Why not some special Warding Magic for the Merlin that works like Sponsored Magic for wards?

Why not say that the different wizards on the high council do have a sponsored magic in place by right of their positions?  The position of Merlin is enhanced by the number of wizards under him like, or the Blackstaff can tap into all of the talents of the Wardens.  Just a scary and interesting thought...
A wink, a smile, and a whole lot more!

Offline Tsunami

  • Posty McPostington
  • ***
  • Posts: 1169
  • Not delicate.
    • View Profile
Re: Thamaturgy at the speed of Evocation through high lore?
« Reply #35 on: August 10, 2010, 08:07:12 AM »
Umm ... wouldn't that just be an Evocation Spirit Block using pure force?
Probably more like a Counterspell-Block.

Offline Fandraen

  • Participant
  • *
  • Posts: 10
    • View Profile
Re: Thamaturgy at the speed of Evocation through high lore?
« Reply #36 on: August 10, 2010, 06:38:05 PM »
So, given a very high Lore character (Superb, plus several points of Complexity focus bonus), and given that maneuvers can create free taggable aspects (like "There's a suitable circle here", "the enemy is distracted"), and given that we don't have any kind of time-to-exchange conversion: Where do you say "No, you cannot cast now, it's too fast?" I can't just say "not in conflict", because as my player has pointed out, the Lincoln-Douglas debates (social conflict) would have provided *plenty* of time to cast moderately complex spells, let alone really simple ones. And there *is* no "this is a social conflict so it's slow, while this here is a physical conflict so it's fast" division in the Dresden Files.

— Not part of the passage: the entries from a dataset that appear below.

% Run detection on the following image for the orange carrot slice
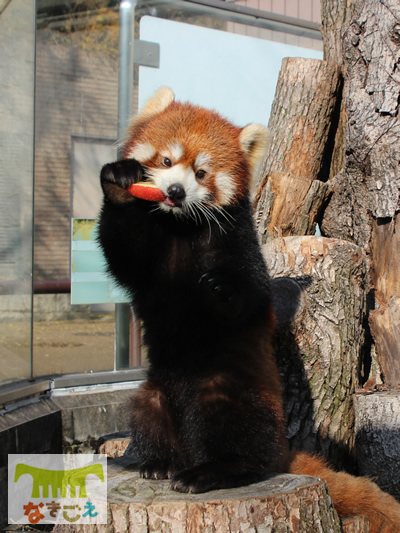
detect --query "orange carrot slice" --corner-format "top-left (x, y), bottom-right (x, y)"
top-left (128, 181), bottom-right (166, 202)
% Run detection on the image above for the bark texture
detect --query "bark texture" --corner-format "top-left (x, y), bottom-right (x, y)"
top-left (322, 0), bottom-right (400, 386)
top-left (54, 458), bottom-right (344, 533)
top-left (355, 391), bottom-right (400, 500)
top-left (263, 236), bottom-right (366, 470)
top-left (255, 58), bottom-right (340, 242)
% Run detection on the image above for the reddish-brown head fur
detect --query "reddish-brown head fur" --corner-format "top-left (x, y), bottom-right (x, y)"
top-left (119, 88), bottom-right (267, 212)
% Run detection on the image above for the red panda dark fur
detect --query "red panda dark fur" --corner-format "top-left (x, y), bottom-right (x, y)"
top-left (99, 88), bottom-right (400, 533)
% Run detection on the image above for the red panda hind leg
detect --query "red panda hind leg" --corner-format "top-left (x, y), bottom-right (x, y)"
top-left (289, 452), bottom-right (400, 533)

I can stat up a Thaumaturgist who can toss off complexity four rituals trivially (so, a sticky maneuver a round) and who is likely to take no stress from it most of the time; she'll need to take a minor consequence very occaisionally, when her control role fails. Then again.... maneuvers are maneuvers, any skill should let you do them. The thaumaturgist *can't* be the attack monster the Evocator is, because Evocation's discipline roll counts as the attack roll while the spell strength counts for the weapon; it's effectively twice as powerful as the thaumaturgist's attack. The Thaumaturgist can do much more complex rituals (9-15) in combat time with a bunch of free tags from maneuvers, but then the magician or the party is spending a non-trivial number of in-conflict exchanges setting up for the spell (whether officially spell prep, or used for control and/or paying off for things like transformation effects); but that actually seems pretty cool, and encourages the wizard to enlist the group's cooperation instead of stealing the show solo. (Running around sticking candles in appropriate places while yelling for the party to keep the enemies off of your back while you concentrate seems to fit nicely into this universe.)

So... is there really a problem that results from taking the "you can start casting as soon as you have enough lore + taggable aspects to finish spell prep" literally, and handwaving the exact time?